Face Detection - Kayle Gishen

Overview

We begin by training an SVM on positive and negative face features which are gathered from a Histogram of Oriented Gradients descriptor. For each image of the test set we use a moving window algorithm with a HOG descriptor at several different scales of the image to detect faces at different sizes.

Algorithm

A HOG descriptor of 12x12 with bin size of 8 was used to gather the features of from the known faces. Several different sizes for the HOG descriptor were tried with 12x12 having optimal results. The pipeline was setup in a cascade form where successive levels of the cascade used hard negatives to adjust the SVM. The test images were passed through a HOG detector on a per patch basis as HOG does a moving window within its algorithm.

Results

Due to the slow running time of the pipeline using HOG, the effect of hard negatives and a non-linear SVM are compared with the low APR value of the detector.
At the baseline with step_size of 4 and start scale of 3 the APR was 0.354.
When mining for hard negatives was included we saw the APR drop to 0.287
When changing the SVM to be non-linear the APR changed slightly to 0.293 which could be due to the random negatives being used.

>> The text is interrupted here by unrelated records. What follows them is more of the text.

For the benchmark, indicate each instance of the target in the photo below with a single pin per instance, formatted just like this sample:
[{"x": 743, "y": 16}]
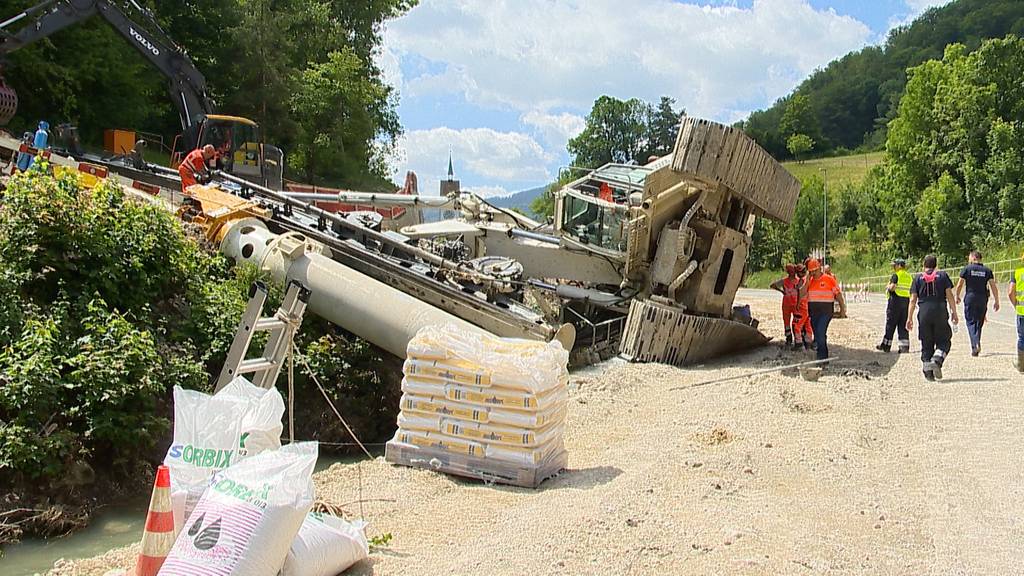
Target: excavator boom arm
[{"x": 187, "y": 85}]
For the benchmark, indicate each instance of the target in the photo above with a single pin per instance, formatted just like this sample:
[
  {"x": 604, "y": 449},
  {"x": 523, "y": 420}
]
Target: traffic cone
[{"x": 159, "y": 534}]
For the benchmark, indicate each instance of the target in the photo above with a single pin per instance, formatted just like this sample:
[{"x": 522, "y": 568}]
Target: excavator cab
[{"x": 240, "y": 149}]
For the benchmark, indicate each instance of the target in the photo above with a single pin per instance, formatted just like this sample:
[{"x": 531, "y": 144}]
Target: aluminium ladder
[{"x": 282, "y": 327}]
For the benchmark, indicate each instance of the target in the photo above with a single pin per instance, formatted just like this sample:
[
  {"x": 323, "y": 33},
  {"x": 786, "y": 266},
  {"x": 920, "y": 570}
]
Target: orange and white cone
[{"x": 159, "y": 534}]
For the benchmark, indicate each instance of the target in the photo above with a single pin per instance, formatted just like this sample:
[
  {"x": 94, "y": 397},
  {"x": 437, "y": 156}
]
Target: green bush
[{"x": 107, "y": 304}]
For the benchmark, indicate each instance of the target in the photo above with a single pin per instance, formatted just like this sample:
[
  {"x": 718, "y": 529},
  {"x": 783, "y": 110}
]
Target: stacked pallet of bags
[{"x": 487, "y": 408}]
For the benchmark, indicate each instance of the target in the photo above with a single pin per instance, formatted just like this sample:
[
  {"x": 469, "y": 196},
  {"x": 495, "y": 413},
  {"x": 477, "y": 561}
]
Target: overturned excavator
[{"x": 643, "y": 261}]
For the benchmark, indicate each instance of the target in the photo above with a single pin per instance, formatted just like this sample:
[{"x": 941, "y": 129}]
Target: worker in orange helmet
[
  {"x": 194, "y": 168},
  {"x": 821, "y": 292},
  {"x": 802, "y": 320},
  {"x": 790, "y": 288}
]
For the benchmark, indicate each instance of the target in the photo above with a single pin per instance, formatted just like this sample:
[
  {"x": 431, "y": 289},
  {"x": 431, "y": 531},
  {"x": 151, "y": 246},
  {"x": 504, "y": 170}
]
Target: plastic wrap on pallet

However we were capable of receiving a significantly higher APR of 0.798 by adjusting the parameters of the base to step_size of 2 and start_scale of 2. This, however, took a significant amount of time (~5 hours) to run on the test set due to the slow performance of converting the images to patches and then running HOG on each patch.

Conclusions

The HOG implementation is from one provided from the MATLAB code sharing site and was chosen as HOG's precision potential is higher than sifts due to the fact that there is no normalization within the algorithm so the descriptors are more precise. If the time requirement was not so immense we could have tried smaller values for the pipeline parameters to increase the APR.